My attempt of proof:
We need to show that there is a subsequence of $x_n$ such that it converges to $a$. Since all sequences have a monotonic subsequence, we can choose $x_{n_k}$ that is limited, by hypothesis, and monotonic. So, $x_{n_k}$ converges and, by definition, its limit is an adherent value. So we have:
$\forall \epsilon > 0, \exists k_1 \in \mathbb{N} $ such that $k \geq k_1 \Rightarrow |x_{n_k} – a_k| < \epsilon$
$\forall \epsilon > 0, \exists k_2 \in \mathbb{N}$ such that $ k \geq k_2 \Rightarrow |a_k – a| < \epsilon$
So, if we get an $N = \max${$k_1, k_2$} we will have both inequalities and by the triangle inequality (getting a particular $a_k$)
$| x_{n_k} – a| < 2 \epsilon$
Does that mean that $a$ is an adherent point of $x_n$? I'm not sure if that is correct (well, it looks like I am finding 2 different limits for the subsequence)
Best Answer
As pointed out in my comment, your argument does not work, and cannot be fixed.
Here is one way to proceed.
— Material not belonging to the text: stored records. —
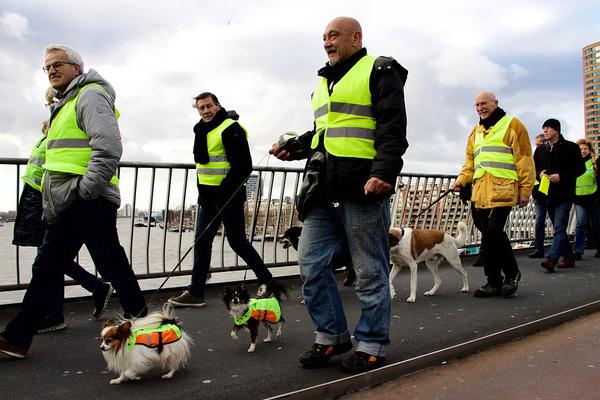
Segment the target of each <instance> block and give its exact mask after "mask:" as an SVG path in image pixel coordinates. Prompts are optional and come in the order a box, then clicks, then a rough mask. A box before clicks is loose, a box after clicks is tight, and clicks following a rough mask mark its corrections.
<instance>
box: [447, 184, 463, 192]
mask: <svg viewBox="0 0 600 400" xmlns="http://www.w3.org/2000/svg"><path fill="white" fill-rule="evenodd" d="M450 189H451V190H452V191H453V192H460V189H462V186H460V185H459V184H457V183H456V181H454V182H452V184H451V185H450Z"/></svg>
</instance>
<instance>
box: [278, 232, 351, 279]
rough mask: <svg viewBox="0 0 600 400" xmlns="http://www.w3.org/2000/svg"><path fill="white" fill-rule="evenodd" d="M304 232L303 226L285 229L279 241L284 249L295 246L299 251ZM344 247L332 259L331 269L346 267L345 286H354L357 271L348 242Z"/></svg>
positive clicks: (336, 269) (278, 237) (294, 249)
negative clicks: (355, 272) (348, 247)
mask: <svg viewBox="0 0 600 400" xmlns="http://www.w3.org/2000/svg"><path fill="white" fill-rule="evenodd" d="M301 234H302V227H301V226H292V227H290V228H288V229H286V230H285V232H283V233H282V234H281V235H279V237H278V238H277V241H278V242H279V243H281V244H282V245H283V248H284V249H287V248H288V247H293V248H294V250H296V251H298V243H299V241H300V235H301ZM342 246H343V247H342V248H341V250H340V251H339V253H338V254H336V255H335V256H334V257H333V259H332V260H331V269H332V270H333V271H335V270H337V269H340V268H343V267H346V275H345V276H344V282H343V284H344V286H352V285H353V284H354V281H355V280H356V273H355V272H354V267H353V266H352V257H350V249H349V248H348V245H347V244H344V245H342Z"/></svg>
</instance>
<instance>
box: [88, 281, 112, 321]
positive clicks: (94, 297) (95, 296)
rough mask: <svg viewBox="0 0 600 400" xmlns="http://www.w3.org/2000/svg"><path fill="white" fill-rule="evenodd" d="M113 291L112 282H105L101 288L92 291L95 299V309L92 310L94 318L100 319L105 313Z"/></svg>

Since $a_1$ is an adherent point of the sequence $x_n$, there is an $n_1$ such that $|x_{n_1}-a_1|<1$. Having defined $x_{n_1},\dots,x_{n_k}$, choose $n_{k+1}$ so that $n_{k+1}>n_k$ and $|x_{n_{k+1}}-a_{k+1}|<1/(k+1)$. This is possible because $a_{k+1}$ is an adherent point of the sequence $x_n$. It is now easy to check that the subsequence $x_{n_k}$ so built is Cauchy, and converges to $a$.
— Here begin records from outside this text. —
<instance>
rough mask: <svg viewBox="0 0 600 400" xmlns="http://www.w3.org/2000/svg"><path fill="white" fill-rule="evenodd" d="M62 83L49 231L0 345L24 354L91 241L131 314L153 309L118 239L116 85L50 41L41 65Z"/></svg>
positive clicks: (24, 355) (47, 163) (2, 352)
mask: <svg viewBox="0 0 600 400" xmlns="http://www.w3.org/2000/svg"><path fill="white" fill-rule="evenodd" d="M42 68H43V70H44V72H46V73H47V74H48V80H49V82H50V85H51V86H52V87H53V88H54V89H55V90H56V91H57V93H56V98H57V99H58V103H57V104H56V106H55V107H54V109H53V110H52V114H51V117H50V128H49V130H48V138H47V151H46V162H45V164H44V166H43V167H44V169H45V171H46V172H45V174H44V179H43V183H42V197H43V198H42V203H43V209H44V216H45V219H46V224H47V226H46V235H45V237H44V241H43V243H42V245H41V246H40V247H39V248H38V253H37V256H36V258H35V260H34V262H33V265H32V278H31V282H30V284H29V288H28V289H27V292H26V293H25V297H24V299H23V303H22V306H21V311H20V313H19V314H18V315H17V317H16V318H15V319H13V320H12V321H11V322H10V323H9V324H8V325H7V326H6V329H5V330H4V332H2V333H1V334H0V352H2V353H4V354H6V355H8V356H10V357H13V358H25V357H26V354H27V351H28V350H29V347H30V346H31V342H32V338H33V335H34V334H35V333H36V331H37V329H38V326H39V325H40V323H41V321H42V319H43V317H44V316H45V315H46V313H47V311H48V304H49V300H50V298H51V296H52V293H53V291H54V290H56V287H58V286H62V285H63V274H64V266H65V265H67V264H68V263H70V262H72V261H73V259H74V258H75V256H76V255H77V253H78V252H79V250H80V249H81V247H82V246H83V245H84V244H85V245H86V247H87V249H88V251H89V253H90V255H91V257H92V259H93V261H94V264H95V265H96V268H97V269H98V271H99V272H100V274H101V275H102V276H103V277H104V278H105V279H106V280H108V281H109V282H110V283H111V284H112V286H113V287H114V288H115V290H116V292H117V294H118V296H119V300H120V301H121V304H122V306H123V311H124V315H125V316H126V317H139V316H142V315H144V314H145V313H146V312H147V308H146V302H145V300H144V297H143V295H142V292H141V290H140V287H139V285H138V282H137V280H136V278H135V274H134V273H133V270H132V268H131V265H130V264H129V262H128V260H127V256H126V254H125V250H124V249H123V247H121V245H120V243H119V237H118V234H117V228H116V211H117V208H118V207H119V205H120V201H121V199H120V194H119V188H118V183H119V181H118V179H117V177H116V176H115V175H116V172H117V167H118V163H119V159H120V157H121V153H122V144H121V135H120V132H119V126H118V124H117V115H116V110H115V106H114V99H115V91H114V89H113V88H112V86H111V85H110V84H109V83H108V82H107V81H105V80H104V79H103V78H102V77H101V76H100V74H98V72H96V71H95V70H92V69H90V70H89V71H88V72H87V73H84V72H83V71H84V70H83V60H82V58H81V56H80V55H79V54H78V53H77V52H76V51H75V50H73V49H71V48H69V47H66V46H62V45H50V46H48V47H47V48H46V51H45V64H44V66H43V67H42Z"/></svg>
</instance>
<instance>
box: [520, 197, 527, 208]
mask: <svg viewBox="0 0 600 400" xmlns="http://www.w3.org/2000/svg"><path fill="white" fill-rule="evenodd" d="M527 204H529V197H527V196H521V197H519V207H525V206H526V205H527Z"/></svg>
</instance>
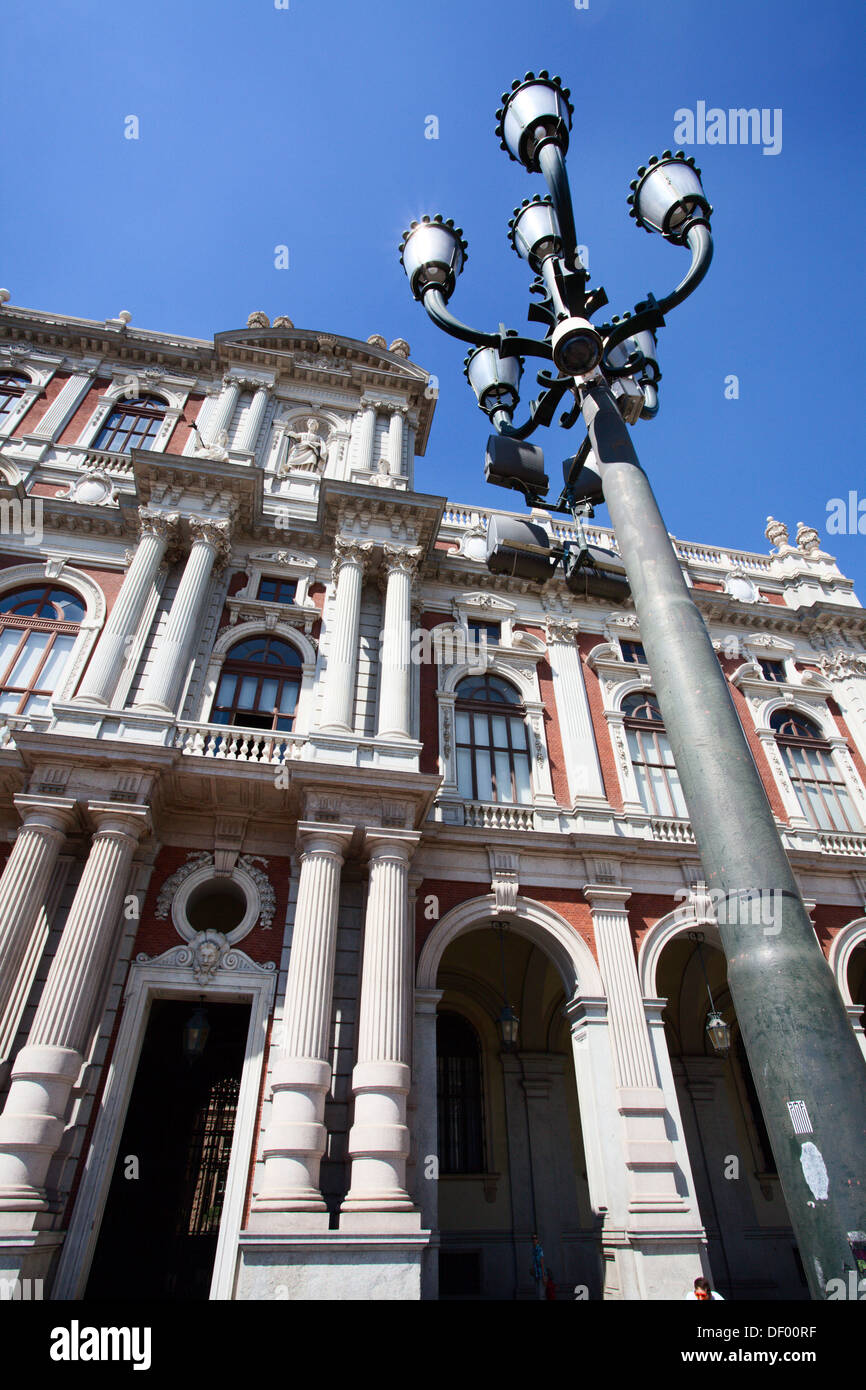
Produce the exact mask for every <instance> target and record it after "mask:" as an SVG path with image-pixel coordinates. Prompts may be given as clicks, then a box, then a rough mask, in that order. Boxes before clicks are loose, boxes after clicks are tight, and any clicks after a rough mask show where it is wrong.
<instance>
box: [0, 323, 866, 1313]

In slightly more detail: $x_{n_{k+1}}$ exists since there is a subsequence of $x_n$ that converges to $a_{k+1}$. We just pick a term of the sequence, with index large enough to be beyond $n_k$, and large enough so the term is close enough to $a_{k+1}$.
That the subsequence so built converges to $a$ follows from the triangle inequality: $|x_{n_k}-a|\le|x_{n_k}-a_k|+|a_k-a|$, and both terms on the right are small enough if $k$ is sufficiently large.